I understand what it is when it feels life is against you and you are on your last leg. And I understand what it feels like when God feels a million miles away! But you have to always remember this, If God feels far away, guess who moved. It's not Him. He is still there, waiting fo you. No matter how you feel, it is NEVER too late to run back. When you decide to run back, you may be so far away that it may take some time until you feel His presence again, but He is waiting there with open arms.
NEVER give up!
its people like you that make me feel him.make the tears come back.tears of hope and joy.you are right and I know this,but its so hard.
 
needtogetas said:
its people like you that make me feel him.make the tears come back.tears of hope and joy.you are right and I know this,but its so hard.
I'm gonna go & pray for you my man.
 
needtogetas said:
its people like you that make me feel him.make the tears come back.tears of hope and joy.you are right and I know this,but its so hard.
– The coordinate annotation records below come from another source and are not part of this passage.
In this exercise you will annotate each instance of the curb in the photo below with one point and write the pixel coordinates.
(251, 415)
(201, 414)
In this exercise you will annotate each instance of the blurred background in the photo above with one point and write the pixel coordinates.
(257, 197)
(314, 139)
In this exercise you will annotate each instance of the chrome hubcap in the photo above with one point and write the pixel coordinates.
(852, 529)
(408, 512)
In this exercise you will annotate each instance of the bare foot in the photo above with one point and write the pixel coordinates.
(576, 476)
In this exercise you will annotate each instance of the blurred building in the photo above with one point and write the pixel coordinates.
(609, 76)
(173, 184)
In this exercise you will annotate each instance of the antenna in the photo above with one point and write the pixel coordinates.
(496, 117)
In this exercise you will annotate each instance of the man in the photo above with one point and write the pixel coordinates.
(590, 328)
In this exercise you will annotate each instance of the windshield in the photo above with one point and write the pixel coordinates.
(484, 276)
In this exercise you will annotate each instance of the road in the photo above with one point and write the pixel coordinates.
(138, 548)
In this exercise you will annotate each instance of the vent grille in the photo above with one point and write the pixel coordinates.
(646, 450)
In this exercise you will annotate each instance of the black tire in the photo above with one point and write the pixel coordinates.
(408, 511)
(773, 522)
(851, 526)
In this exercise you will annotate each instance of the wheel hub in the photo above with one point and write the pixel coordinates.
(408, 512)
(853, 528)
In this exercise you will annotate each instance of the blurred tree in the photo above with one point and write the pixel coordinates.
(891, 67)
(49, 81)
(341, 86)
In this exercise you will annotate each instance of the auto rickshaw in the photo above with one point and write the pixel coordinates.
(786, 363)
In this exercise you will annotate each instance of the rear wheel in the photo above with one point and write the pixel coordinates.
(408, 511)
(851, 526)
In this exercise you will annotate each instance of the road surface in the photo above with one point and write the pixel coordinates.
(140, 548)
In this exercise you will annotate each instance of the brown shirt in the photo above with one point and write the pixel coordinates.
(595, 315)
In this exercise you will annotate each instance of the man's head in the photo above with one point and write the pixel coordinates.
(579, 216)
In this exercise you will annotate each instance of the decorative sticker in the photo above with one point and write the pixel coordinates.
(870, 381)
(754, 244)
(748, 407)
Whenever you feel like the world is slipping out from under your feet bor, just post up a thread for me or PM me. You're my bro and you and Angel and the kids are in my prayers, I'll do whatever I can for you guys!
 
StickFigure said:
Whenever you feel like the world is slipping out from under your feet bor, just post up a thread for me or PM me. You're my bro and you and Angel and the kids are in my prayers, I'll do whatever I can for you guys!
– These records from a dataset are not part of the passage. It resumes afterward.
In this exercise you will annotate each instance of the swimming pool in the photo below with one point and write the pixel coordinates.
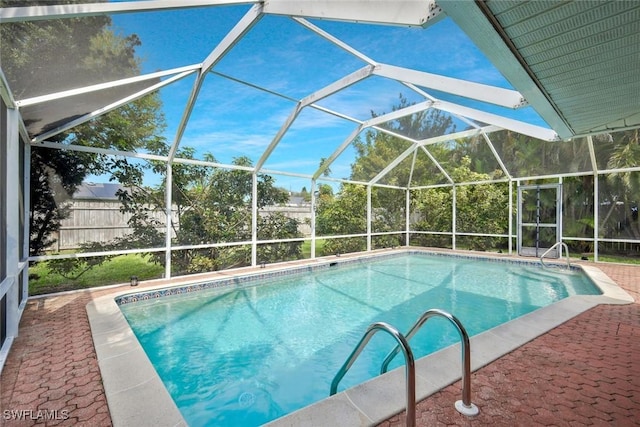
(249, 355)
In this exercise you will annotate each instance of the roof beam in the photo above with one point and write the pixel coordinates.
(237, 32)
(480, 92)
(412, 109)
(412, 13)
(458, 135)
(338, 85)
(110, 107)
(486, 35)
(342, 45)
(328, 161)
(102, 86)
(38, 13)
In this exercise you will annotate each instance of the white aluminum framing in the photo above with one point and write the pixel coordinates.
(417, 13)
(480, 92)
(230, 40)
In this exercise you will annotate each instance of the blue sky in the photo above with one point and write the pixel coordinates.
(231, 119)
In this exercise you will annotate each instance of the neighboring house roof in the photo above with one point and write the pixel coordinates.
(100, 191)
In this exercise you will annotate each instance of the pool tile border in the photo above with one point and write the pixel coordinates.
(252, 278)
(137, 396)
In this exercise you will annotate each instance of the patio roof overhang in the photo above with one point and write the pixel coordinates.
(574, 62)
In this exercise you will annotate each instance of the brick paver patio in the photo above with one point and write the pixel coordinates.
(584, 372)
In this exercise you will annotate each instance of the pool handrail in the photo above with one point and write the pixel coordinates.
(410, 369)
(463, 406)
(566, 248)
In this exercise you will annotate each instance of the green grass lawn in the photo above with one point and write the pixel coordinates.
(116, 270)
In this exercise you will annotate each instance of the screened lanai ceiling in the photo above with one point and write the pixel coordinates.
(265, 78)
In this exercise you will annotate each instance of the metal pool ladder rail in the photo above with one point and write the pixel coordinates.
(566, 248)
(463, 406)
(410, 369)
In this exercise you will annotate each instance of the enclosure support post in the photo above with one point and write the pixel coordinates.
(453, 218)
(26, 203)
(314, 202)
(11, 250)
(596, 197)
(254, 219)
(510, 216)
(407, 211)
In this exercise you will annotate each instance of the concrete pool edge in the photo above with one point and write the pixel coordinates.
(136, 395)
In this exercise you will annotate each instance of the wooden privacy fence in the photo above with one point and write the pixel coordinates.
(102, 221)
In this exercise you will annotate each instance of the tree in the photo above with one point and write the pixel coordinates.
(210, 205)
take youre brothers berdin and hold it up for him.you have it in you bro.youre hert is there.I have seen it from the first time I have looked at youre post.you truely are a good bro.
 
needtogetas said:
take youre brothers berdin and hold it up for him.you have it in you bro.youre hert is there.I have seen it from the first time I have looked at youre post.you truely are a good bro.

If you need to get anything off your chest but don't want to post it here, just PM me.